Play Sufficiency Assessment Regulations 2023: planning guidance

This guidance sets out the explanations and expectations of the provisions in the Play Sufficiency Assessment Regulations 2023. It supports the implementation of the Regulations, bringing together requirements from the Act and advice with regard to the preparation of the Play Sufficiency Assessment.

This document is part of a collection


About the guidance

1. This guidance supports the implementation of the Town and Country Planning (Play Sufficiency Assessment) (Scotland) Regulations 2023[1], which came into force on 19 May 2023.

2. The guidance has been prepared based on the information and learning gathered through working with relevant stakeholders. This includes working group meetings and wider stakeholder workshops which involved local authorities, during the preparation of the draft Regulations. Much of the content in the guidance was included in the consultation paper[2], published on 17 December 2021.

3. Children and young people’s views were also gathered on issues relevant to the draft Regulations via tailored questionnaires which were completed online and/or in facilitated workshops.

4. The consultation responses gathered in the public consultation and from children and young people were taken into account in the revision and finalisation of the Play Sufficiency Assessment (PSA) Regulations. Proportionality was an important consideration in finalising the Regulations. Provisions were adjusted and simplified to avoid unnecessary or disproportionate resource implications, and to provide a clear and proportionate statutory framework for the preparation of PSAs.

5. The purpose of this guidance is to help explain and/or expand, where appropriate, the intention of the provisions in the Regulations. It includes suggestions for potential considerations, indicators and possible data sources that may be helpful to use in the preparation of PSAs.

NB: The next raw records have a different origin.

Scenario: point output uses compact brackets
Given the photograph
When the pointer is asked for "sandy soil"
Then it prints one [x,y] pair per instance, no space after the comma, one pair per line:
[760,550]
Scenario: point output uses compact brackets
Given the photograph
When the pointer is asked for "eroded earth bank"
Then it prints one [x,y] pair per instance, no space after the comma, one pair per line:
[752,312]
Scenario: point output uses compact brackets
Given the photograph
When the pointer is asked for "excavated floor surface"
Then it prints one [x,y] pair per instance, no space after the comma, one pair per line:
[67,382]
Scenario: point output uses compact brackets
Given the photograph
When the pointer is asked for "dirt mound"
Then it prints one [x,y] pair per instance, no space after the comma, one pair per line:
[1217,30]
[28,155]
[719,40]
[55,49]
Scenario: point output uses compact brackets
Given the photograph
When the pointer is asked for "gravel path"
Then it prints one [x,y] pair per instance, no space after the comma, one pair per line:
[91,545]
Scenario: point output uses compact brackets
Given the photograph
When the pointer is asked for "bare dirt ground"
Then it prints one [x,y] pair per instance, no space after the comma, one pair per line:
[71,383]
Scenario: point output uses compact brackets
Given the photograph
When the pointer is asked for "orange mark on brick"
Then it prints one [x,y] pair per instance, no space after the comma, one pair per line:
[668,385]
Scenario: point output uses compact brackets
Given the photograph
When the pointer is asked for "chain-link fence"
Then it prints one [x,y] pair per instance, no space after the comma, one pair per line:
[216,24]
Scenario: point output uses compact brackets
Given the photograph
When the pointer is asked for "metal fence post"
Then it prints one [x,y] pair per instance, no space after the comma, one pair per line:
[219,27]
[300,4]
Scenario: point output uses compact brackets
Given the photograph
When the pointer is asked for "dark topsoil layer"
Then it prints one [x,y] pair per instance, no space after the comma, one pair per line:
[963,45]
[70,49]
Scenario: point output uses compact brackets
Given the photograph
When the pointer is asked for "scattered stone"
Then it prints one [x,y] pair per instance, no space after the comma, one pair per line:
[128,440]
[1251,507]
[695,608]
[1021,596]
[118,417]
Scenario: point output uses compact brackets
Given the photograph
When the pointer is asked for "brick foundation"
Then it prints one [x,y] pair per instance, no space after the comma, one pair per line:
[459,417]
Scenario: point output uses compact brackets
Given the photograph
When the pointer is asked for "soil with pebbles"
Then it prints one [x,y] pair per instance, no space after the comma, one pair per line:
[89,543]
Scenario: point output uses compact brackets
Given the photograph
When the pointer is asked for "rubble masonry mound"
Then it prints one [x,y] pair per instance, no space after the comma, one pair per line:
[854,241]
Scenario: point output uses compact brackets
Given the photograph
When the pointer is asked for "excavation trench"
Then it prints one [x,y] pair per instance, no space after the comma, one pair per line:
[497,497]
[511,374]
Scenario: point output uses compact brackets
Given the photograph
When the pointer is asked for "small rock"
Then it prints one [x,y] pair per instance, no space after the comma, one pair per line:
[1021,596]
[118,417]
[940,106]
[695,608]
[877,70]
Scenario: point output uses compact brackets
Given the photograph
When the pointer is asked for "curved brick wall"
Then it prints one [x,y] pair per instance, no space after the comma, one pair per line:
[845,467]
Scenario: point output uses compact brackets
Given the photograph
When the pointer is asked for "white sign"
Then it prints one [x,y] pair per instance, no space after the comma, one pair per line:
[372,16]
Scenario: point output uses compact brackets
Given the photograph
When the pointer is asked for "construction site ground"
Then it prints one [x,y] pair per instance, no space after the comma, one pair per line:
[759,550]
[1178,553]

6. The guidance is not exhaustive, nor it is intended to be prescriptive. In preparing PSAs, it will be important to consider local context and circumstances, thus tailoring the information gathering, engagement and assessment to suit. Whilst there are positive opportunities arising from the new duty, it will be important for planning authorities to undertake their functions in a proportionate way given the many areas that development plans seek to address.

7. To drive better practice and improvement, planning authorities and those involved in carrying out PSAs are encouraged to share their experience and good practice as the process is embedded in development planning across Scotland.

Why play is important

8. The Scottish Government wants Scotland to be the best place to grow up. Scotland’s Play Strategy[3] sets out a vision which values play as a life-enhancing daily experience for all our children and young people – in the home, in nurseries and schools and in the community.

9. Through play, children and young people can explore the world around them in a creative and engaging way. Research shows that children experience a range of health, wellbeing, developmental and educational benefits from outdoor play, and through learning in and connecting with nature.

10. According to the United Nations Convention on the Rights of the Child (UNCRC) General Comment 17[4], play is a fundamental and vital dimension of the pleasure of childhood, as well as an essential component of physical, social, cognitive, emotional and spiritual development.

11. Ensuring children’s access to play and engaging children in the planning system upholds their right to play and relax; their right to freedom of association and their right for their views to be heard and be given due consideration under UNCRC Articles 31, 15 and 12 respectively.

National planning policy context

12. National Planning Framework 4[5] (NPF4) Policy 21: Play, recreation and sport, sets out that local development plans (LDPs) should identify sites for sports, play and outdoor recreation for people of all ages, and support development proposals that protect, enhance or improve children’s access to play.

13. NPF4 recognises that many people, including children and young people, need better places to support their lifelong health and wellbeing and build their future resilience. It seeks to improve the quality of life of people across Scotland through facilitating places that enable local living, including providing access to playgrounds and green or blue spaces where there are opportunities for relaxation and informal play.

14. Ensuring all children have access to good quality play opportunities will deliver the policy objectives contained in NPF4 and help local authorities to uphold the rights of children.

Local development planning context

15. Planning authorities are required by law to prepare an LDP for all parts of their district. LDPs must be prepared at intervals of no more than 10 years, or when required by the Scottish Ministers.

16. There are three key stages in local development planning, comprising the following processes as shown in Figure 1:

Figure 1: LDP Process Overview (source: Local development planning guidance[6])
Chart shows an overview of local development planning process using some illustration courtesy of Katie Quinn

17. The preparation of a PSA forms part of the Stage 1 processes as part of early engagement and data collection. It is intended to help ensure there is a good understanding of the sufficiency of both formal and informal play spaces for children across planning authority areas. The evidence gathered in the PSA should be used to inform provisions for play in the preparation of LDPs.

18. The legislative duty requires that a planning authority must assess the sufficiency of play opportunities in its area for children in preparing an evidence report. The Evidence Report will be subject to independent assessment at the ‘Gate Check’, which will check that there is a sound evidence base on which to prepare an LDP.

19. Further details on the process for preparing and aims and objectives of LDPs are included in the Development planning regulations[7] and the accompanying Local development planning guidance[8].